By AnotherRound, history, 7 years ago,

Some time ago I stumbled upon the following problem: https://open.kattis.com/contests/g9yde4/problems/excellentengineers

In short: we are given a set of N people. They are ranked in 3 skills, each one has rank for the skills a natural number from 1 to N. A person is interesting iff there is no other person who has better rank in all three skills. Find the number of interesting people. N <= 100 000.

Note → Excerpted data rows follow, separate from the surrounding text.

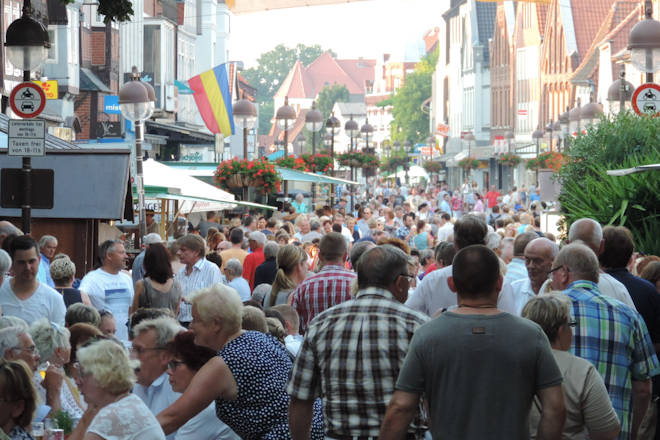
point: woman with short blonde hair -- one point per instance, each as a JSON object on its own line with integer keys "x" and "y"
{"x": 247, "y": 379}
{"x": 105, "y": 377}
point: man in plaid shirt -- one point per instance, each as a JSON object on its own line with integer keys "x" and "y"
{"x": 609, "y": 334}
{"x": 352, "y": 353}
{"x": 329, "y": 287}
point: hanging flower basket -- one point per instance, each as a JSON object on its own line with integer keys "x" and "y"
{"x": 468, "y": 163}
{"x": 510, "y": 159}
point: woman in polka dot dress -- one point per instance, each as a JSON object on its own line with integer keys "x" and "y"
{"x": 247, "y": 379}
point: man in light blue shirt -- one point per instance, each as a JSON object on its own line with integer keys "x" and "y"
{"x": 233, "y": 272}
{"x": 148, "y": 346}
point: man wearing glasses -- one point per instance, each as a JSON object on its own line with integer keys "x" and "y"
{"x": 148, "y": 346}
{"x": 610, "y": 334}
{"x": 352, "y": 352}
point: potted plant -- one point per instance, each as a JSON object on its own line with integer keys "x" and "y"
{"x": 510, "y": 159}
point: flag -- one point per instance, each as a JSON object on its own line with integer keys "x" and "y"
{"x": 211, "y": 93}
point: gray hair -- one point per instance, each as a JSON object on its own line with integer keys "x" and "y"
{"x": 493, "y": 240}
{"x": 49, "y": 336}
{"x": 165, "y": 328}
{"x": 9, "y": 339}
{"x": 13, "y": 321}
{"x": 235, "y": 267}
{"x": 5, "y": 263}
{"x": 80, "y": 312}
{"x": 580, "y": 260}
{"x": 589, "y": 231}
{"x": 380, "y": 266}
{"x": 550, "y": 311}
{"x": 270, "y": 249}
{"x": 45, "y": 239}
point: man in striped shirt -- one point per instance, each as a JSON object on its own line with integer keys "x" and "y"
{"x": 197, "y": 273}
{"x": 329, "y": 287}
{"x": 609, "y": 334}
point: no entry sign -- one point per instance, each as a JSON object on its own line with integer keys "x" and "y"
{"x": 27, "y": 100}
{"x": 646, "y": 100}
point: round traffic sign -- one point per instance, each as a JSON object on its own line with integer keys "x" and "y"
{"x": 646, "y": 100}
{"x": 27, "y": 100}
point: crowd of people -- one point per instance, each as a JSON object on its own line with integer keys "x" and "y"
{"x": 418, "y": 313}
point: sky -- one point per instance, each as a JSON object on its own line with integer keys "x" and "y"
{"x": 357, "y": 29}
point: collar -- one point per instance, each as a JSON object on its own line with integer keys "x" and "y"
{"x": 583, "y": 284}
{"x": 375, "y": 291}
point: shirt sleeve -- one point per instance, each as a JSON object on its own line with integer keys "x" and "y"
{"x": 411, "y": 376}
{"x": 644, "y": 361}
{"x": 599, "y": 415}
{"x": 305, "y": 382}
{"x": 547, "y": 371}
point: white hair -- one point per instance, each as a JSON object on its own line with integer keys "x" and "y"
{"x": 9, "y": 339}
{"x": 165, "y": 328}
{"x": 49, "y": 336}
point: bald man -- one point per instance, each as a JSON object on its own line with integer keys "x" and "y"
{"x": 538, "y": 255}
{"x": 590, "y": 232}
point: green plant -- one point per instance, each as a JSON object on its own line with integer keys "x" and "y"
{"x": 625, "y": 141}
{"x": 510, "y": 159}
{"x": 63, "y": 421}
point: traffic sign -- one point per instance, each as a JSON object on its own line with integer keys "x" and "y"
{"x": 646, "y": 100}
{"x": 27, "y": 137}
{"x": 27, "y": 100}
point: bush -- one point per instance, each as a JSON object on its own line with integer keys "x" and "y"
{"x": 624, "y": 141}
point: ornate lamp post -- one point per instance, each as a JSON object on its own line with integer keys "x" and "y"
{"x": 245, "y": 115}
{"x": 136, "y": 103}
{"x": 644, "y": 43}
{"x": 284, "y": 116}
{"x": 27, "y": 44}
{"x": 620, "y": 93}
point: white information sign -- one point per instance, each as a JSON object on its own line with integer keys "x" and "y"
{"x": 27, "y": 137}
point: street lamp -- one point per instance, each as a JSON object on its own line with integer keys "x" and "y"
{"x": 620, "y": 93}
{"x": 27, "y": 47}
{"x": 245, "y": 115}
{"x": 644, "y": 43}
{"x": 285, "y": 115}
{"x": 314, "y": 123}
{"x": 136, "y": 103}
{"x": 332, "y": 125}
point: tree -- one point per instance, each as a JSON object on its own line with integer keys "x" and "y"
{"x": 271, "y": 70}
{"x": 328, "y": 96}
{"x": 410, "y": 122}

First I tried to solve the problem when each person has only 2 ranks. If this is the case, then the problem becomes easy — we first sort people in descending order of the first skill, then if a person is interesting then his second skill's rank must be better than that of all before him, so we can simply keep maximum. However, I can't think of a way to generalize this apart from keeping some sort of 2D segment tree which will be quite big to fit in memory and will be not so easy to code. So can anybody tell me a better/easier solution? Also additional question: can we generalize this in more than 3 dimensions(let's say K)?

• +2

 » 7 years ago, # |   +5
 » 7 years ago, # |   0 Sort them by their third skill and scan from right to left maintaining a maximum segment tree.Take a close look at engineer x. Due to our sort order, all the candidates that might be better than him are listed to the right, i.e x + 1, x + 2...Now the thing you wanna know: is there someone who is better than x at first and second skills at the same time? That's why you need a segtree. The values of second skill will be segtree indexes whereas values of first will be segtree values. The only thing left is to take max value on [engineer[x].second + 1, n] and check whether it's greater that engineer[x].first.Updates are quite obvious imo :)
•  » » 7 years ago, # ^ |   0 Hmm, that's a good algorithm, thanks. Sadly, it seems that for higher dimensions(>=4) we'll need 2D segtree :(
•  » » » 7 years ago, # ^ |   0 Yep. As far as I understand, for K-dimensional problem we need a (K — 2)-dimensional segment tree :)